Yani Erdoğan’ın gözünde Belarus hem başarılı bir siyasi ve yasal sisteme sahip bir ülkeydi, hem de Batı, ülkenin liderine haksızca “saldırarak” Belarus Başkanı’nı “diktatör” diye yaftalıyordu. Hatta bir hafta sonra İstanbul’da yaptığı bir konuşmada söylemini biraz daha ileri taşıyan Erdoğan şöyle dedi: “Bunlar birisine diktatör diyorsa benim inimde iyidir.”
 
Bu, bize Cumhurbaşkanı Erdoğan’ın artık Batılı devletler, kuruluşlar ve Batı basını tarafından “diktatör” olmakla eleştirilen dünya liderleriyle bir dayanışma hissiyatı içinde olduğunu gösteriyor. Avrupa Birliği’yle müzakere masasından kalkmaya hazırlanırken, Şanghay Beşlisi diye bilinen, Rusya ve Çin’in öncülüğündeki Asyalı diktatörlükler kulübüne katılma isteği de muhtemelen bu hissiyatla ilişkili.
 
Peki ama Erdoğan ve dolayısıyla Türkiye bu noktaya nasıl geldi? Cevabın bir bölümü Erdoğan’ın siyasal vizyonuyla ilgili. Aslında Cumhurbaşkanı demokrasinin en büyük savunucularından biri olduğuna samimiyetle inanıyor. Ama bu, tıpkı Belarus’taki gibi, Batı’daki liberal demokrasi anlayışından oldukça uzak, kendinden menkul bir demokrasi. Geçmişte belki yüzlerce kez dile getirdiği gibi, Erdoğan’ın gözünde demokrasi, sadece sandıktan ve sandıktan zaferle çıkan liderin herhangi bir “vesayet”e tabii olmadan ülkeyi yönetmesinden ibaret. Bu modelde basın ve düşünce özgürlüğü, barışçıl gösteri hakkı, sınırlı hükümet, ademi merkeziyetçilik, bağımsız yargı ya da sivil toplum gibi kavramlar ya hiç yok ya da çok sınırlı. Bu hiyerarşik “demokrasi” anlayışıyla Batılı liberal değerlerin bir noktada çatışması kaçınılmazdı ve öyle de oldu.
 
Öte yandan, cevabın bir bölümünü de Batı’nın hataları ve çifte standartlarında aramak gerekiyor. Batılı başkentlerin son yıllardaki kimi tutumları Erdoğan ve destekçilerini Batı’nın “iki yüzlü” davrandığını düşünmeye sevk etti.
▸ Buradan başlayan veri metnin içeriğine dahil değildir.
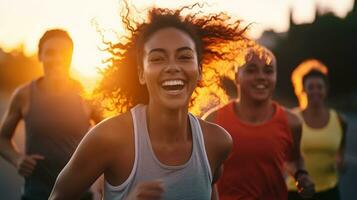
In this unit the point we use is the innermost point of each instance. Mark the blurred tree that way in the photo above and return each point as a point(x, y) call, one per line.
point(17, 68)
Bilhassa da son üç yıldır yaşanan gelişmeler kültürel ön yargıları daha da tırmandırdı. Bunlara örnek olarak, Ankara’nın müzakerelerde en iyi performansı sergilediği dönemlerde bile AB’deki Türkiye direncinin bir türlü kırılmaması veya demokratik yollarla seçilmiş Müslüman Kardeşler yönetimini deviren Mısır’ın eli kanlı diktatörü Abdülfettah Sisi’ye gösterilen müsamaha sayılabilir.
 
Eski İsveç Dışişleri Bakanı Carl Bildt gibi az sayıda siyasinin açıklamaları dışında, Batı’nın 15 Temmuz darbe girişimine oldukça cılız bir tepki vermesi de bu zincire yeni bir halka ekledi. Batı’nın darbe karşısındaki zayıf tepkisi, Batı’nın Erdoğan’ı devirmeyi amaçladığını varsayan komplo teorilerinin bir kanıtı addedildi.
 
Ben tam da bu nedenle darbe girişimin hemen ardından ısrarla “Batı derhal Türkiye’ye dost elini uzatmalı” diye yazmıştım. Aksi takdirde, “Türkiye ile Batı arasında büyük bir kopuş yaşanabileceğini” söylemiştim. Aradan sadece birkaç ay geçti ve bu büyük kopuş biraz daha yakın görünüyor. Bir diğer deyişle, Türkiye Belarus modeline bir adım daha yaklaşmış durumda.